Litigation Station: East Maui Recap and Update

by David Kimo Frankel | Reading time: 4 minutes

For more than a century, Alexander & Baldwin and its subsidiary East Maui Irrigation (A&B) have drained East Maui’s streams dry, displacing native species, cultural practitioners, and local families who all depend upon - and have legal rights to - adequate stream flow. For the past two decades, the Sierra Club has stood side by side with the communities of East Maui, to advocate for the restoration of their life-giving streams.

In 2001, Nā Moku Aupuni O Ko‘olau Hui (Nā Moku), a group of Native Hawaiian kalo farmers and fishermen, petitioned the Commission on Water Resource Management to amend the meaningless interim instream flow standards it had established two decades prior, for approximately two dozen East Maui streams. After 17 years and multiple legal appeals, the Water Commission ordered that: no water be taken from nine “kalo” streams and a major tributary; no less than 64% of the median base flow (the minimum viable flow necessary to provide suitable habitat conditions for recruitment, growth, and reproduction of native stream animals) must be allowed to flow in five additional streams; and 20% of the median baseflow must remain in approximately seven more streams (to ensure stream connectivity).

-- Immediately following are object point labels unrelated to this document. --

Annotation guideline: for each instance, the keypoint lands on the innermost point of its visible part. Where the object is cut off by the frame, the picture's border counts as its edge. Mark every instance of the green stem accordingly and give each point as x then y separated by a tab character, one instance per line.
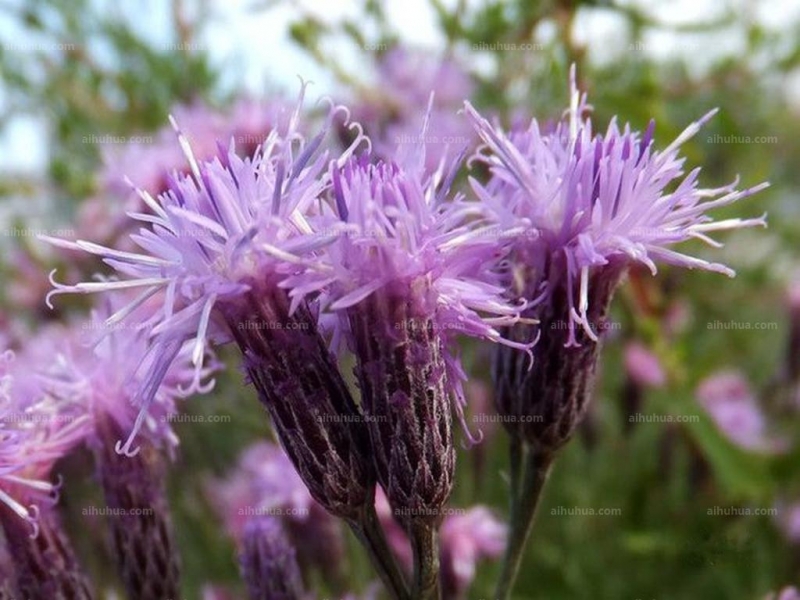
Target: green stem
425	546
524	502
369	532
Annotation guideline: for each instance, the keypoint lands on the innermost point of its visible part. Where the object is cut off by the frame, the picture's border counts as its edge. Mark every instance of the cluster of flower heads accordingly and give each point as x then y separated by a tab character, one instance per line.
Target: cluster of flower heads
67	379
336	231
296	217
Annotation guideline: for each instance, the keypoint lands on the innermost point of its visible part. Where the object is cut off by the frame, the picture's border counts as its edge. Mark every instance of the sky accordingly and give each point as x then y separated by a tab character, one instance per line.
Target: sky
256	47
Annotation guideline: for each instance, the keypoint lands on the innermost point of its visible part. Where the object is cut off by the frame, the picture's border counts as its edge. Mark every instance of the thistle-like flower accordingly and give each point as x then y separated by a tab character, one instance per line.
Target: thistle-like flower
588	206
406	275
35	431
214	249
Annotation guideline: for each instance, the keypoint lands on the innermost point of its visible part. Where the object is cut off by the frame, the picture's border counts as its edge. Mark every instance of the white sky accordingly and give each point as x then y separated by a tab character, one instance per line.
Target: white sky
258	51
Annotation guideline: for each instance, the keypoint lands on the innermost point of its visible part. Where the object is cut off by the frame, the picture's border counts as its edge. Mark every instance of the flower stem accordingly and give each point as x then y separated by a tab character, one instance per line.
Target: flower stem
369	532
425	545
524	502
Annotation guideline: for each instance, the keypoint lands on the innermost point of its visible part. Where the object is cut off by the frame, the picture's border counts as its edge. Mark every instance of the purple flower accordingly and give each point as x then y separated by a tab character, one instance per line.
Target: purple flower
267	561
402	241
788	519
407	273
584	200
265	484
231	226
394	111
578	209
36	430
467	538
735	410
643	367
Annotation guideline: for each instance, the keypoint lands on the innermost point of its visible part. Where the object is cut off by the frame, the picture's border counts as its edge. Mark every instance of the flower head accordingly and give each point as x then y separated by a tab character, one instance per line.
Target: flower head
401	235
230	225
587	200
37	428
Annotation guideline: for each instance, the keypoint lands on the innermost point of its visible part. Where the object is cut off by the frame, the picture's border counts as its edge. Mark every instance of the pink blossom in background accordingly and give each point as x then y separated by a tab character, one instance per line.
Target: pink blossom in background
733	406
643	367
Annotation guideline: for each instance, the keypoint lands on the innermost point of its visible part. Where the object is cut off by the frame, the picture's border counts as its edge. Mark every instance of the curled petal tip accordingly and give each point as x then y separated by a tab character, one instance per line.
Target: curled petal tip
125	450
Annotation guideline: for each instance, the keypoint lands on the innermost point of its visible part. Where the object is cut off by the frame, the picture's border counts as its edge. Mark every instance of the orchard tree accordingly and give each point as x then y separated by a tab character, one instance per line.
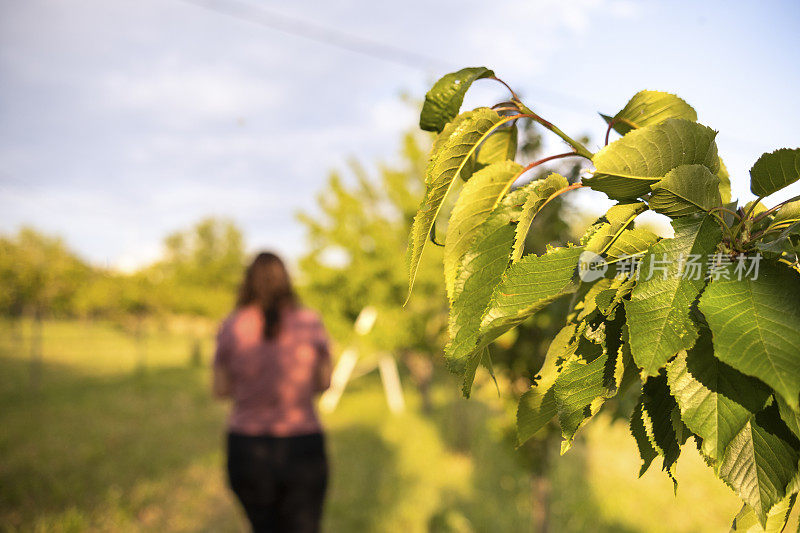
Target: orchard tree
356	240
706	324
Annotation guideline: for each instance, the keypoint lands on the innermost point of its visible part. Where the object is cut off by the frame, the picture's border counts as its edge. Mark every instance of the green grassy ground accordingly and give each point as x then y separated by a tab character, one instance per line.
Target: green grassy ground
100	445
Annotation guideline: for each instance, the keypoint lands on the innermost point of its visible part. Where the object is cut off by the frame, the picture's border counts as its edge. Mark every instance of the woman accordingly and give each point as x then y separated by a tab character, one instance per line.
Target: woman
272	358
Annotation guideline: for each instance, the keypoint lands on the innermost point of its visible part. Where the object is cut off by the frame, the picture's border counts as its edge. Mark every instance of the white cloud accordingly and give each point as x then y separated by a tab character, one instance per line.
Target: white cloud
199	92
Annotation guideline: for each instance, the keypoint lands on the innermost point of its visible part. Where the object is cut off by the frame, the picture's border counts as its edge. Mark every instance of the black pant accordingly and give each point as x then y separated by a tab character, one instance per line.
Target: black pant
280	481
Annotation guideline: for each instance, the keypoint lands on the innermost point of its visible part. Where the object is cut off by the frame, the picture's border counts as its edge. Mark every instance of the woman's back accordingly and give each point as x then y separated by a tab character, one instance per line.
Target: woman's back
273	381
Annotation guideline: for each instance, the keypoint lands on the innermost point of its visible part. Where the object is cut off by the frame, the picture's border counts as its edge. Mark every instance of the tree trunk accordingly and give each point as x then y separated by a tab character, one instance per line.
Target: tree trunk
36	348
541	486
421	369
141	350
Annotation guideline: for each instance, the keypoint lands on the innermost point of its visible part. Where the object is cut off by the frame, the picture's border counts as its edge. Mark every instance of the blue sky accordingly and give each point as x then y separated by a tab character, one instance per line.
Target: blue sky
121	121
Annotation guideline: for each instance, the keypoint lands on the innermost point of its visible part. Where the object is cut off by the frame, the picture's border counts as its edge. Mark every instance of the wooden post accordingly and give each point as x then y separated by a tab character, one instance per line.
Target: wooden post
339	378
391	383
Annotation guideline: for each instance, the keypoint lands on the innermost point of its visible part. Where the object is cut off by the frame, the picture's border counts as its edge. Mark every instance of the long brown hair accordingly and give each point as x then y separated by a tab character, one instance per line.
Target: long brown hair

The Water Commission, however, did not set instream flow standards for another dozen diverted streams in the Huelo region. There are no meaningful standards for those streams, allowing A&B to take all the water from those streams under annually continued revocable permits - and in the near future, a potential decades-long water license - issued by the Board of Land and Natural Resources. Last year, the Sierra Club filed a petition to establish protective standards for those dozen streams.  The Water Commission has announced that it intends to discuss those streams in August and September, with a decision likely by October.

The Sierra Club has also repeatedly sued the Board of Land and Natural Resources for authorizing the excessive diversion - and waste - of water from East Maui’s streams, via the one-year “revocable permits” and “holdovers” of these permits that have allowed A&B to continuously divert East Maui’s streams for the past four decades.

We sued over the decisions that the Board made in 2018 and 2019, to authorize the diversion of East Maui’s streams in the subsequent years. That case is currently on appeal.

We then successfully sued the Board for refusing to conduct a contested case hearing over its renewal of A&B’s permits in 2020. The environmental court ordered the Board to hold one and capped the amount of water that could be taken from East Maui.

In late 2021, we challenged A&B’s request to once again continue the “one-year” revocable permits. We cross examined witnesses and presented evidence in a contested case hearing, including evidence showing that millions of gallons of water per day were being wasted and that the diversion of the 12 unprotected streams were causing more environmental harms than previously thought. Nevertheless, the Board of Land and Natural Resources has now once again voted to continue the revocable permits without conditions that would help to protect these streams.

We are currently appealing the Board of Land and Natural Resources’ 2022 decision to continue the revocable permits. Here are some of the things that we have learned as a result of all our litigation:

  • The Board has authorized A&B to drain a dozen Huelo streams dry even though the Board had never evaluated and rendered a determination regarding the ecological and recreational value of those streams;

  • The Board’s Division of Aquatic Resources determined that a stream needs a bare minimum of 64% of its median base to provide suitable habitat conditions for recruitment, growth, and reproduction of native stream animals;

  • A&B’s own expert determined that de-watering a stream reduces the amount of habitat provided by the stream by 88%;

  • The vast majority of the time, most of the water taken out of east Maui streams is not used, but is wasted;

  • A&B has made up water usage estimates with no factual basis to justify its de-watering of East Maui streams;

  • If A&B, EMI, and Maui Pono used the one reservoir that is lined, lined their other reservoirs, and lined more parts of the ditch system, much more water could remain in East Maui’s streams, while still providing more than enough water for agriculture to flourish in Central Maui; and

  • There is groundwater that A&B can use instead of draining the Huelo streams dry.

For too long, the Board of Land and Natural Resources’ decisions have unfairly deprived our streams and watersheds of water, allowed millions of gallons of our most precious resource to be wasted on a daily basis, and failed to meet the most basic obligations under the public trust. The plantation-era practice of blindly catering to corporate diverters’ unfounded assertions and demands - while depriving East Maui’s communities and watersheds of the stream flow they need - must end. The Sierra Club of Hawai‘i will now take this fight to the courts - as well as to the legislature and polls if necessary - to see this through. Join us!